MOST of Grimm's barking on lead at other dogs issue was him not being sure what other dogs were, or how to behave.... the lady said at first in the supervised doggy play, he was badly behaved due to not yet knowing what to do round other dogs, but very soon relaxed, learned how to be a dog, and how to just have fun around other dogs.

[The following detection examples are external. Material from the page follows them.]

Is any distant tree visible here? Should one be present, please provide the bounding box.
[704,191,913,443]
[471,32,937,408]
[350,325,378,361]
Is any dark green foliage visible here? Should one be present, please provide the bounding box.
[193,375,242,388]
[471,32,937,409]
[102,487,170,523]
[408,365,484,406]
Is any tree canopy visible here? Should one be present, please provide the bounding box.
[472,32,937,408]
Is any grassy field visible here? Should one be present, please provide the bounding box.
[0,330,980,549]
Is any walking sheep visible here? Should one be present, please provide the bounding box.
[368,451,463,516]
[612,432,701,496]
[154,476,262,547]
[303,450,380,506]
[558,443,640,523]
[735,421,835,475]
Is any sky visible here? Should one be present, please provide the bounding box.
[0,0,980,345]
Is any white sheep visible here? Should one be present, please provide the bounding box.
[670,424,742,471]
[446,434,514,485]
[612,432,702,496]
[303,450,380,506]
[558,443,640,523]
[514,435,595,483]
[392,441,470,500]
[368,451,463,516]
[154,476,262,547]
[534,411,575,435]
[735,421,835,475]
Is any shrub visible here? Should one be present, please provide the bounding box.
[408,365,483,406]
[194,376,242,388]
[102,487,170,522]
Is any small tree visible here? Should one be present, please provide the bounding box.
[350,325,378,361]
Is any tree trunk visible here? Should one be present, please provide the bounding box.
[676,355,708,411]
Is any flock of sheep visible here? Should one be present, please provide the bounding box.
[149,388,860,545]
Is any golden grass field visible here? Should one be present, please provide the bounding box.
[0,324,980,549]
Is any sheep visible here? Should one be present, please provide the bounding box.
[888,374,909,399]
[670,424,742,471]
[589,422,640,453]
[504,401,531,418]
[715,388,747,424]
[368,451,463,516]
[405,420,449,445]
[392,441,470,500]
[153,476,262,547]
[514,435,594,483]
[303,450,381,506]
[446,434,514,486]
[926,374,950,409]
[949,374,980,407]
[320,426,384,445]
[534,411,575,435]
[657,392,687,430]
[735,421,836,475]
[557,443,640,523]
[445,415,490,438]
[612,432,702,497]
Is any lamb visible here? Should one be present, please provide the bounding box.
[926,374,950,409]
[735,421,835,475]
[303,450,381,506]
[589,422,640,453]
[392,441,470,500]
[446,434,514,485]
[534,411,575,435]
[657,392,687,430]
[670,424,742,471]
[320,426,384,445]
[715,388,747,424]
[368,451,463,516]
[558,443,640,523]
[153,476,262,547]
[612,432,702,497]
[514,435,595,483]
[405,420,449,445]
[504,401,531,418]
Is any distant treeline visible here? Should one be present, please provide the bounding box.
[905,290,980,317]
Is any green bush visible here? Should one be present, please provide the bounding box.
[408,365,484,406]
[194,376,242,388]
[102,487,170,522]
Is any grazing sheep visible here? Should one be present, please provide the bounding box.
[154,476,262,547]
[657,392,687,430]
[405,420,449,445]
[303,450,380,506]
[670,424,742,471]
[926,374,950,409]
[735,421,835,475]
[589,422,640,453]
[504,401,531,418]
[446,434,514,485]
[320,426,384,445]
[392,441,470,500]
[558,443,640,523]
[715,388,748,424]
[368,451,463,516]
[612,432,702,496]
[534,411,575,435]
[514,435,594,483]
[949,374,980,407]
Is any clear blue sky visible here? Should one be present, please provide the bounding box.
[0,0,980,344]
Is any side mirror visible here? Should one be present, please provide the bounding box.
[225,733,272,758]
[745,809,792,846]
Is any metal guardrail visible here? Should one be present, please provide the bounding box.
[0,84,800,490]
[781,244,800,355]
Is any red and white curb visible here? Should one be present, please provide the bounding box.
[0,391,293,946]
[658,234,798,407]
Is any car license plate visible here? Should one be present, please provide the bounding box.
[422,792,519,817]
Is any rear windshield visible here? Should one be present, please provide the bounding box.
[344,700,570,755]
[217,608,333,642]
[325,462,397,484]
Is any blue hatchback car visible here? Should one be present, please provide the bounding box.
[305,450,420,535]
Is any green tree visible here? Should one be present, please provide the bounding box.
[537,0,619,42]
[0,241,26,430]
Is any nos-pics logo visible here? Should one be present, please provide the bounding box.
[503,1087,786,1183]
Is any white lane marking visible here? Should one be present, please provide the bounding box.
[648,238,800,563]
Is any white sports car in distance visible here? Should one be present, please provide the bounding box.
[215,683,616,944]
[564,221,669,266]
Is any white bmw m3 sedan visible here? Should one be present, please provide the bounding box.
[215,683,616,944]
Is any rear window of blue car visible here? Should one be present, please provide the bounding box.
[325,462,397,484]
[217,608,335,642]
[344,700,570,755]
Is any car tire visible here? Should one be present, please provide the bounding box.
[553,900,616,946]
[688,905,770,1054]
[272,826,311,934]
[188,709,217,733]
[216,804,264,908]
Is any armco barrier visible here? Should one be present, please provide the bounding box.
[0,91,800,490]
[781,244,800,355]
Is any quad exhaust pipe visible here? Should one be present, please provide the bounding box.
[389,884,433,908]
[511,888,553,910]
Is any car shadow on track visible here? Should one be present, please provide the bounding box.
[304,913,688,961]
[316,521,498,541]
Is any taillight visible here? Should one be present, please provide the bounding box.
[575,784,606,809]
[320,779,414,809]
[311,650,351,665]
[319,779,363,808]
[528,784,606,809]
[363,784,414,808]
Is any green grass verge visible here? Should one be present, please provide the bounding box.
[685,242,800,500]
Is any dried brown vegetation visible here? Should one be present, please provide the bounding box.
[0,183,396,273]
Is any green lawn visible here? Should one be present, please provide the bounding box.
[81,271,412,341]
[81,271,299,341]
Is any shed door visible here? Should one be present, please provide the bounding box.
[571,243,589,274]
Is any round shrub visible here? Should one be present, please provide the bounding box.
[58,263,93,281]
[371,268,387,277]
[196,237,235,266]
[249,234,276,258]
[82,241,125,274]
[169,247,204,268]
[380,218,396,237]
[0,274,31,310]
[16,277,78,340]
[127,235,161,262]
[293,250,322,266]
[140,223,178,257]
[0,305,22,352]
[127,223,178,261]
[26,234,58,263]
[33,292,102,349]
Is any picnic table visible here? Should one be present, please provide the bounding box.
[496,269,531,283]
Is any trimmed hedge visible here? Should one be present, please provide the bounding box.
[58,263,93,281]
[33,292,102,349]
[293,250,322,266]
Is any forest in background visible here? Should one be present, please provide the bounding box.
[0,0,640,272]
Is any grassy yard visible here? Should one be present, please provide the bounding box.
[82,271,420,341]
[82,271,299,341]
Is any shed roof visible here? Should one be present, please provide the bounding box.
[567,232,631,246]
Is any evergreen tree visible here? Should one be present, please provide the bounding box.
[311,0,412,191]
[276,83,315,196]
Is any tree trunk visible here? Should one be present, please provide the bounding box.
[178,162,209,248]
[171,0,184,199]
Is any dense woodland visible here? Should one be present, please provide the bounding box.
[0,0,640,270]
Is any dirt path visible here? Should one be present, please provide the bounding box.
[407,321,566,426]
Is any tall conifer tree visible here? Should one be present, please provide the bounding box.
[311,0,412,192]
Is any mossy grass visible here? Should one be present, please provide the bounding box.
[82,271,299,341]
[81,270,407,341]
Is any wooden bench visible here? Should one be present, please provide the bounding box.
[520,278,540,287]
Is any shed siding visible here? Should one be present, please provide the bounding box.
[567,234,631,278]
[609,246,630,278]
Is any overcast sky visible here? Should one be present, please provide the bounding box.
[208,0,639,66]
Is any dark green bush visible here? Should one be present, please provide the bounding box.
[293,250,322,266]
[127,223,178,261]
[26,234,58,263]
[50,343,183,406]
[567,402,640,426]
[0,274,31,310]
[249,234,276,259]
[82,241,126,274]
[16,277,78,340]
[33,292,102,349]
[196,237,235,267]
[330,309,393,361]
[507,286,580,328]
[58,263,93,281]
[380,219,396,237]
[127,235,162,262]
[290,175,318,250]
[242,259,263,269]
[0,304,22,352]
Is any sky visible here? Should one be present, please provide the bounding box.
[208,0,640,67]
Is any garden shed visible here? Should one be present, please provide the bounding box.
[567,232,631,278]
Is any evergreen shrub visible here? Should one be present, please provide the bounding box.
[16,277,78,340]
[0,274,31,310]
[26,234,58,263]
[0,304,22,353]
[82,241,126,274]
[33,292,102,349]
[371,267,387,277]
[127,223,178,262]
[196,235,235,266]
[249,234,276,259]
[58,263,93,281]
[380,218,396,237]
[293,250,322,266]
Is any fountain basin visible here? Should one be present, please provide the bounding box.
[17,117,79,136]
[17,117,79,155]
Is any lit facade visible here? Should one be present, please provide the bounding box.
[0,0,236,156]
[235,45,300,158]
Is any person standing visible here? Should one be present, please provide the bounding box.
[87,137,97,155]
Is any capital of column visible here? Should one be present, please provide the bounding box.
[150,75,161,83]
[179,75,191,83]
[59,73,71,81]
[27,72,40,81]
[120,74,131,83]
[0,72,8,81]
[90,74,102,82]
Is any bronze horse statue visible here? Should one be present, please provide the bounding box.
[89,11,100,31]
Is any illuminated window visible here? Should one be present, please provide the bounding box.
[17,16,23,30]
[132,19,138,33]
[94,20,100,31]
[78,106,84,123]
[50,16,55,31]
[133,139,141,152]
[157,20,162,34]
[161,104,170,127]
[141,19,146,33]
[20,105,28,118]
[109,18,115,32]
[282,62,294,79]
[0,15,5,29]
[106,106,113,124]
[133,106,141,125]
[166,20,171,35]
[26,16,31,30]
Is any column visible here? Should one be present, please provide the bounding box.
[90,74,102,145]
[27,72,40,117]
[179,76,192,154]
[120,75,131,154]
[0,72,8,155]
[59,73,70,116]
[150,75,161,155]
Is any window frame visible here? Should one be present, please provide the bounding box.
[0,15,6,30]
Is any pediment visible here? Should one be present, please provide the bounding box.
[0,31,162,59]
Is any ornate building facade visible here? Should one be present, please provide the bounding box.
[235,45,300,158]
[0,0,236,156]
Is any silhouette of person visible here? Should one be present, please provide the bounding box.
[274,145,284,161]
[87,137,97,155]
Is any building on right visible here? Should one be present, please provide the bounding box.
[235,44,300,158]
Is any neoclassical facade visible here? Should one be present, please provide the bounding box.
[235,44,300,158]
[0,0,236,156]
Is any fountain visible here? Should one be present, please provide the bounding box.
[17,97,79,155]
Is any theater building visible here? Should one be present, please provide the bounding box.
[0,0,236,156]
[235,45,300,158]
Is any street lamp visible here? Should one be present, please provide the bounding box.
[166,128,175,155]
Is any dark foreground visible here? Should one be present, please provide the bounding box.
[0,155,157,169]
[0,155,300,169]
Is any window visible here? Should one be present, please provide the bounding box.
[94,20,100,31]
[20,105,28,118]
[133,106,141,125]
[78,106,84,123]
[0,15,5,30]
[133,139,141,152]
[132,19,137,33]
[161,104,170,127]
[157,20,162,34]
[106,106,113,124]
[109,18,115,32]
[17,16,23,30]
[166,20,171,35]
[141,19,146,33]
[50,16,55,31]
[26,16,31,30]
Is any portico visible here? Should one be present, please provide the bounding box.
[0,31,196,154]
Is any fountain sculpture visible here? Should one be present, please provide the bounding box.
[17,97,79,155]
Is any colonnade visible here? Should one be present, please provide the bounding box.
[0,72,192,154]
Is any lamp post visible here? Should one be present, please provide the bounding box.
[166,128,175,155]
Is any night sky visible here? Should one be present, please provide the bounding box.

A small part of the problem possibly may be me tensing up in anticipation of Grimm lunging/barking, even in noisy interest-- as I am small and weak, and Grimm is a big fella.

I have just gotten Click to Calm.

I just read "Feisty Fido"-- THANK YOU to someone absolutely wonderful







here who sent it to me!!!!-- and am really interested in trying the techniques, even if Grimm comes home no longer being a nerd-on-lead







with other dogs.


----------



## DancingCavy (Feb 19, 2001)

I'm glad to hear things seem to be going well. I was also wondering how Ulrich and Grimm were making out.









Glad you got to read "Fiesty Fido." That book deals with dogs who are reactive for all sorts of reasons so I'm sure it was beneficial.

Once I finally get around to reading the two books I have (you'd think with the writer's strike I'd have all the time in the world but I haven't felt like getting into the dog books lately) I will let you know what I think about them and if I think they'd be beneficial to Grimmi.


----------



## Cassidy's Mom (Mar 30, 2003)

> Originally Posted By: KathyWI also like Control Unleashed. It is written mainly for agility dogs but all the exercises can be used with dogs that are reactive in any walk of life. Some of those dogs in the book are not necessarily fearful just over aroused by all the action in agility. That can be the case with any dog. So the exercises may help Grimm.


That's what I'm loving about Control Unleashed - Keefer is not at all fearful, he's confident and social, but he gets excited and distracted easily. While his impulse control at home, (reinforced with routine daily NILIF), is good, it doesn't always translate to the great out of doors where there's so much more going on. He is easily aroused, and has mega prey drive, so he's exactly the sort of dog the CU exercises are for. Many dogs who are reactive on leash are fearful and would choose to move away if given the opportunity. He's the opposite, he wants to go greet other dogs and gets frustrated and barks in this high pitched whiny tone when he's restrained on leash. 

Jamie, I think you're going to love Control Unleashed! I liked Fiesty Fido, and found the exercises useful, but so far (only about halfway through CU), I think this book is more geared towards the type of dog he is, although it would also work for fearful dogs. But what I like about it is there's just so much more stuff in it to try.


----------



## Kayos and Havoc (Oct 17, 2002)

Keefer sounds JUST like Kayos!


----------



## BowWowMeow (May 7, 2007)

I will look for this one at the library! Rafi is also like Keefer. He gets very excited when he sees other dogs or people when we're out walking. And now he's discovered bunnies and today he caught a little rodent (a mole).







So I am working with him a lot on these same issues!


----------



## Brightelf (Sep 5, 2001)

Is Control Unleashed easy to read?


----------



## Cassidy's Mom (Mar 30, 2003)

Patti, it's very easy to read, not technical at all. She goes through week by week the kinds of exercises she'd do in a typical class, but what I've read so far is stuff I can easily work on at home. I would really LOVE to take her class though, too bad she's on the East Coast!


----------



## Kayos and Havoc (Oct 17, 2002)

She just did a seminar in Eugene OR and I missed it!!!!


----------



## Cassidy's Mom (Mar 30, 2003)

NO!!!! Is her seminar schedule posted somewhere online?


----------